3 I am thankful to God, whom I serve from progenitors in a pure conscience, that I unceasingly have remembrance concerning you in my supplications night and day,
Ik dank God, Wien ik diene van mijn voorouderen aan in een rein geweten, gelijk ik zonder ophouden uwer gedachtig ben in mijn gebeden nacht en dag;
4 desiring to see you greatly, being mindful of your tears, that I may be filled with joy,
Zeer begerig zijnde om u te zien, als ik gedenk aan uw tranen, opdat ik met blijdschap moge vervuld worden;
5 taking remembrance of the unhypocritical faith that is in you, that first dwelt in your grandmother Lois, and your mother Eunice, and I am persuaded that also in you.
Als ik mij in gedachtenis breng het ongeveinsd geloof, dat in u is, hetwelk eerst gewoond heeft in uw grootmoeder Lois, en in uw moeder Eunice; en ik ben verzekerd, dat het ook in u woont.
6 For which cause I remind you to stir up the gift of God that is in you through the putting on of my hands,
Om welke oorzaak ik u indachtig maak, dat gij opwekt de gave Gods, die in u is, door de oplegging mijner handen.
7 for God did not give us a spirit of fear, but of power, and of love, and of a sound mind;
Want God heeft ons niet gegeven een geest der vreesachtigheid, maar der kracht, en der liefde, en der gematigdheid.
8 therefore you may not be ashamed of the testimony of our Lord, nor of me His prisoner, but you suffer evil along with the good news according to the power of God,
Schaam u dan niet der getuigenis onzes Heeren, noch mijns die Zijn gevangene ben; maar lijd verdrukkingen met het Evangelie, naar de kracht Gods;
9 who saved us, and called with a holy calling, not according to our works, but according to His own purpose and grace, that was given to us in Christ Jesus, before the times of the ages, (aiōnios g166)
Die ons heeft zalig gemaakt, en geroepen met een heilige roeping; niet naar onze werken, maar naar Zijn eigen voornemen en genade, die ons gegeven is in Christus Jezus, voor de tijden der eeuwen; (aiōnios g166)
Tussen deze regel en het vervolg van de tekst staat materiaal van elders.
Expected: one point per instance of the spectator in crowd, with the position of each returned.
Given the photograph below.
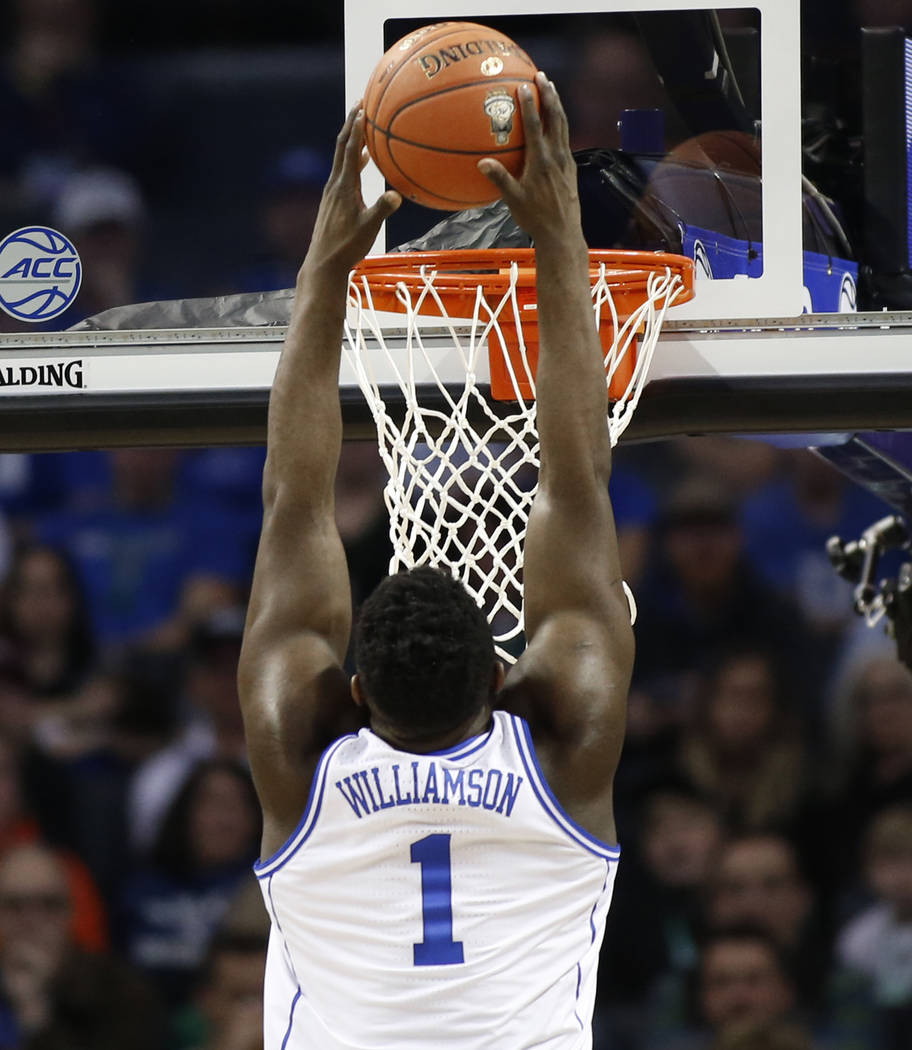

10 and was made visible now through the appearing of our Savior Jesus Christ, who indeed abolished death, and enlightened life and immortality through the good news,
Doch nu geopenbaard is door de verschijning van onzen Zaligmaker Jezus Christus, Die den dood heeft te niet gedaan, en het leven en de onverderfelijkheid aan het licht gebracht door het Evangelie;
11 to which I was placed a preacher and an apostle, and a teacher of nations,
Waartoe ik gesteld ben een prediker, en een apostel, en een leraar der heidenen;
12 for which cause these things I also suffer, but I am not ashamed, for I have known in whom I have believed, and have been persuaded that He is able to guard that which I have committed to Him—to that day.
Om welke oorzaak ik ook deze dingen lijde, maar word niet beschaamd; want ik weet, Wien ik geloofd heb, en ik ben verzekerd, dat Hij machtig is, mijn pand, bij Hem weggelegd, te bewaren tot dien dag.
13 Hold the pattern of sound words, which you heard from me, in faith and love that [is] in Christ Jesus;
Houd het voorbeeld der gezonde woorden, die gij van mij gehoord hebt, in geloof en liefde, die in Christus Jezus is.
14 guard the good thing committed through the Holy Spirit that is dwelling in us;
Bewaar het goede pand, dat u toebetrouwd is, door den Heiligen Geest, Die in ons woont.
15 you have known this, that they turned from me—all those in Asia, of whom are Phygellus and Hermogenes;
Gij weet dit, dat allen, die in Azie zijn, zich van mij afgewend hebben; onder dewelke is Fygellus en Hermogenes.
16 may the LORD give kindness to the house of Onesiphorus, because he refreshed me many times, and was not ashamed of my chain,
De Heere geve den huize van Onesiforus barmhartigheid; want hij heeft mij dikmaals verkwikt, en heeft zich mijner keten niet geschaamd.
17 but being in Rome, he sought me very diligently and found [me];
Maar als hij te Rome gekomen was, heeft hij mij zeer naarstiglijk gezocht, en heeft mij gevonden.
18 may the LORD give to him to find kindness from the LORD in that day; and you very well know how much he ministered in Ephesus.
De Heere geve hem, dat hij barmhartigheid vinde bij den Heere, in dien dag; en hoeveel hij mij te Efeze gediend heeft, weet gij zeer wel.